Don Álvaro no dijo nada, sumiéndose en una resignación y tristeza poco usuales en él. El mundano sonido del claxon del camión alertó a los contertulios. Dos mozos, con toda urgencia abrieron las dos hojas de la puerta de la consulta, entrando con la camilla, acostando en ella a la buena de Isabel y transportándola hasta el camión.

Ana María, que no se había movido de la sala de espera, la vio salir toda amoratada y lagrimosa. Al llegar la accidentada a su altura, ésta la miró con ojos de abuela y le dijo, haciéndole un gesto para que se acercase, con voz muy baja:

-¡No entres en esa casa...!

La joven se quedó bastante extrañada por las palabras poco comprensibles que le acababa de susurrar Isabel, hasta pensó que el duro golpe le habría trastornado la cabeza, mientras observaba cómo a duras penas la subían a la berlina del vetusto camión tratando de acomodar la camilla en el estrecho sillón.

Pero poco podía imaginar ella lo acertadas que eran esas palabras y lo premonitorias que resultarían, aunque por desgracia no las iba a entender a tiempo.

El vehículo arrancó, perdiéndose rápidamente a lo lejos. En ese preciso instante comenzó a llover de nuevo, parecía que el cielo llorase por la pérdida del ama de llaves y porque no volvería ya nunca más al pueblo.

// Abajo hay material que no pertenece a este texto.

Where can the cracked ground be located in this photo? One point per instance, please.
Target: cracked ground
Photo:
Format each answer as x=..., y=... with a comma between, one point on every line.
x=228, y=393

La partida del vehículo y la lluvia persistente, dispersaron a la gente que, curiosa, se había congregado en torno a la clínica. María había llegado también hacía unos instantes, avisada por una vecina del suceso.

-Acaban de llevársela, madre -le gritó Ana María abrazándose a ella al verla llegar- y creo que va muy mal.

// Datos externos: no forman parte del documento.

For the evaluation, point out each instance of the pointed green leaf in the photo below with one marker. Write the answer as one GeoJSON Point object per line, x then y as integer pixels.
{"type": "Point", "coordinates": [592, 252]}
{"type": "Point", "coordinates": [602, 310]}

-¡Pobre Isabel! Vamos a entrar a la clínica, y le preguntamos al medico cómo la ve.

-¿Se puede don Felipe? -preguntó la mujer tocando ligeramente a la puerta entreabierta de la consulta.

-Pasa María -contestó el facultativo.

-Me va a perdonar pero me gustaría saber como va la enferma.

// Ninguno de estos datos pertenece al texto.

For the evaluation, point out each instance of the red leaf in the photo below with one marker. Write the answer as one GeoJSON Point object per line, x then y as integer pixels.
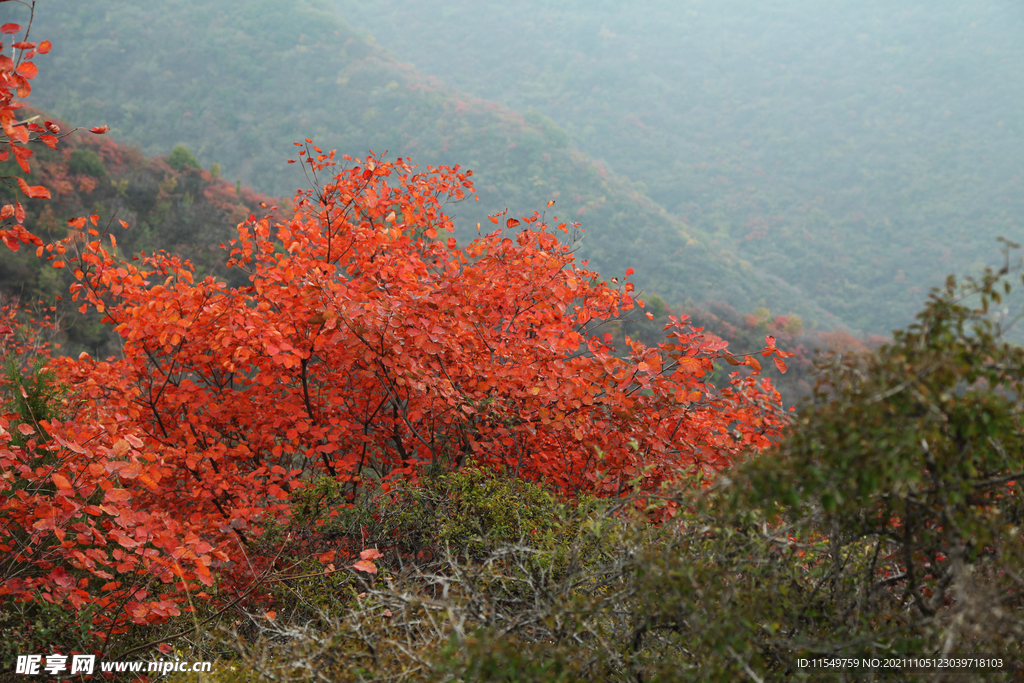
{"type": "Point", "coordinates": [117, 496]}
{"type": "Point", "coordinates": [28, 70]}
{"type": "Point", "coordinates": [366, 565]}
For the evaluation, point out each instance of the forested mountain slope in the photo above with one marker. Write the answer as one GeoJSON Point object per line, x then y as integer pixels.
{"type": "Point", "coordinates": [167, 204]}
{"type": "Point", "coordinates": [859, 151]}
{"type": "Point", "coordinates": [239, 82]}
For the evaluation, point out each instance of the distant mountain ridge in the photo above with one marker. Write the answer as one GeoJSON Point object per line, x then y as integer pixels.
{"type": "Point", "coordinates": [239, 82]}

-Mal, muy mal, para qué nos vamos a engañar. Ha sido una mala caída, sinceramente creo que no volverá a caminar más, como mal menor, pues aún dudo que salga de esta.

-¡Jesús, no diga usted eso! -exclamaron a coro María y su hija que había entrado también- ¡Dios no lo quiera así, es una buena mujer!

-Eso ya sólo está en manos de Dios.

-¿Le puedo hacer una pregunta don Felipe? -preguntó Ana María.

-Claro, hija, dime…

-¿Se ha dado también algún golpe en la cabeza?

-No, la verdad es que no, sólo ha sido de pechos hacía abajo, y además la cabeza la tenía bien lúcida, pues me contaba mientras la atendía todos los pormenores de la caída, pero... ¿por qué lo preguntas?

-No, por nada, me ha parecido... Bueno, déjelo, si no es nada.

Momentos después salían madre e hija de la consulta visiblemente apesadumbradas. Las lágrimas ya no las podían ocultar después de la conversación con el médico y el cielo, queriéndose unir también a ellas, lloraba más por momentos, uniéndose a su dolor.

Y así, entre los charcos que llenaban la calle, caminaron despacio en dirección a su casa.